Came a powerful thump and clank, and a light started flashing in the overhead. But that singing drowned other sounds as they started to move, and bodies swayed. For a moment there wasn’t any up or down, and he grabbed the rail hard. Pete, next to him, grabbed him and held on, a human reassurance—nobody even missing a beat except to laugh, and he had his toe hooked in the slot, but he wasn’t sure it was enough.

Terror whited out all other thoughts, then, terror that things were moving so fast, that it was all real, and all his objections were spent to no avail. They’d just broken their connection to Pell. They were backing away.

The floor began just slightly to be the floor again, but he was afraid to let go, not clearly reasoning what had just happened, because Pete didn’t let go of his arm and something more might be coming. People were laughing, and the song was rowdy and wild, while something in his heart went numb and the outer body was shaking. He was afraid Pete knew how scared he was, and that they’d all make some joke of it. But down, down, down his body settled, force pressing his feet to the floor, while a terrified fraction of his mind told him the passenger ring was rotating now, and the ship was still drifting back from the station dock, inertial.

Came a stress then that made him lose his sense of up and down. Bodies, tightly packed all around, swayed at the rails. People cheered, excited, glad to be going.

The singing had stopped, with that. He kept a white-knuckled grip on the rail, not knowing how long it would go on. Then it did stop, and there was thundering quiet, as if he’d gone deaf.

“Good lad,” Pete said. “We’re away. Duty stations. Stay by the door and somebody’ll post you somewhere. Mind, if there’s a take-hold, hang on to the rails.”

He unbelted amid snicks and snaps from all over the hall. He got shakily to his feet as Pete hurried off, as people began moving for the door, everyone exiting into the corridor with a buzz of talk and a feeling that everybody except him knew where they were going and had to be there. Urgently.

He was scared of what they called take-holds, motion alarms. He’d seen enough disasters in vids to make him nervous. He lost Pete in the rush and set himself beside the door where Pete had told him to be, standing with his duffle beside him as people moved hurriedly by him.
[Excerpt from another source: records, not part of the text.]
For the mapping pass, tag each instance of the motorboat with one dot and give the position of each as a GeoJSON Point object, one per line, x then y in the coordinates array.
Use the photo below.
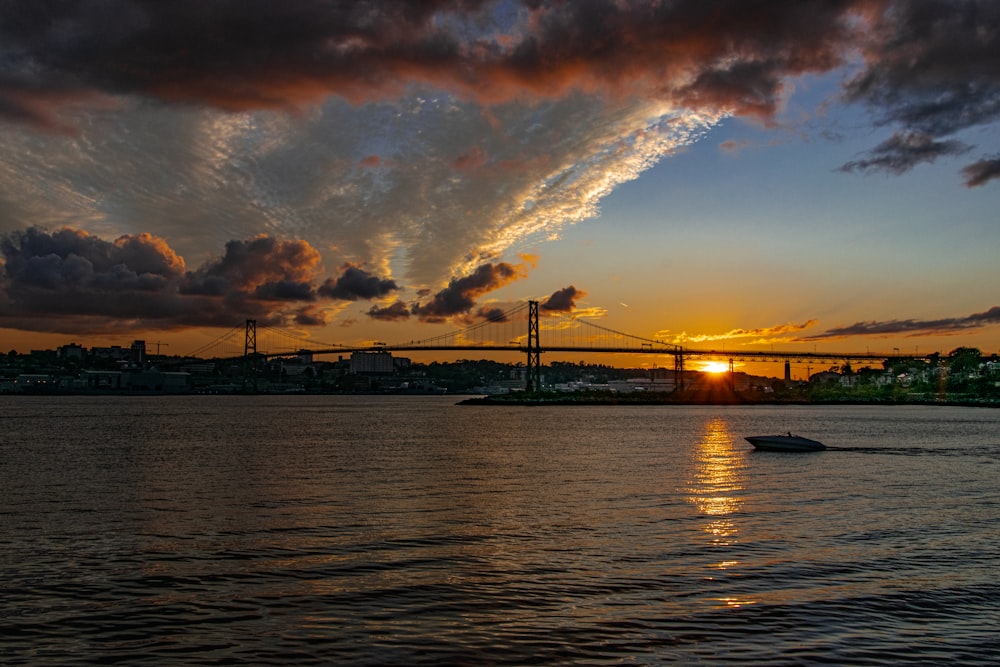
{"type": "Point", "coordinates": [784, 443]}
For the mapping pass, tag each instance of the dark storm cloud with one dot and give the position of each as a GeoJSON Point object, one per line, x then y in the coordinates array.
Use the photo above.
{"type": "Point", "coordinates": [253, 54]}
{"type": "Point", "coordinates": [903, 151]}
{"type": "Point", "coordinates": [72, 281]}
{"type": "Point", "coordinates": [492, 315]}
{"type": "Point", "coordinates": [356, 283]}
{"type": "Point", "coordinates": [932, 68]}
{"type": "Point", "coordinates": [913, 327]}
{"type": "Point", "coordinates": [563, 300]}
{"type": "Point", "coordinates": [981, 172]}
{"type": "Point", "coordinates": [392, 313]}
{"type": "Point", "coordinates": [460, 295]}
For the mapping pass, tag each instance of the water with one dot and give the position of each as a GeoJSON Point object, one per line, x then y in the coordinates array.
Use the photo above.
{"type": "Point", "coordinates": [380, 530]}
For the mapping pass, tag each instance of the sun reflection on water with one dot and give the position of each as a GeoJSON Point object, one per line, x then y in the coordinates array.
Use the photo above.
{"type": "Point", "coordinates": [716, 489]}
He could see up the curved floor that was walkable now and lighted in either direction, curves sharper than the vast curves of Pell Station. If the scale was shorter, their rotation rate had to be higher, and he felt sick at his stomach.

Cold. Chilled through. Everything was browned metal. Noisy. All around him, hurrying bodies, sharp shouts of orders or information he didn’t begin to grasp.

“Fletcher!”

He jerked about at the sharp address. The kid named JR came up to him. The captain’s nephew. Fa-mi-ly. Highest of the high on this ship.
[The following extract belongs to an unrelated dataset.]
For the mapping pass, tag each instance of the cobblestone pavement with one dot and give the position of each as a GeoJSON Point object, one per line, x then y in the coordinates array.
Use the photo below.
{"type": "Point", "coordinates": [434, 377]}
“Stow that fast,” JR said pointing at the baggage. “For future information, you’re not to carry baggage aboard. You turn it in at the cargo port. You get around to your quarters first thing, get your stuff put away, don’t leave any latches open—

“I’m not stupid,” he said.

“I didn’t ask if you were stupid. I said latch the lockers tight.”

“Look here…”

“I’m an officer,” JR said. “Junior captain. You’re excused for not knowing that. Clean slate, fast orientation, pay attention. This is A deck. Up above is B. Stay off B deck. Everything you want’s on A until you’ve got orders to be on B. Your quarters number is A26. You copy?”

“Yes.”

“That’s yes, sir, Fletcher, if you’ll kindly remember.”

“Yessir,” he muttered, too tired to fight. This JR didn’t look a day older than he was. But he was the captain’s nephew. He got the picture.

“Get your stuff tucked in, get down to A14—that’s the laundry, same corridor, down ten doors—and get some work clothes before we hit the safety perim and do another burn. You’ve got time. That’s about an hour. You draw three sets of coveralls, underwear, what you need; and when we’re underway that’s where you’ll report for duty. A14.”

“Laundry?”

“Laundry and commissary. You start out there, work your way up to galley. We’ll see later what you do know.”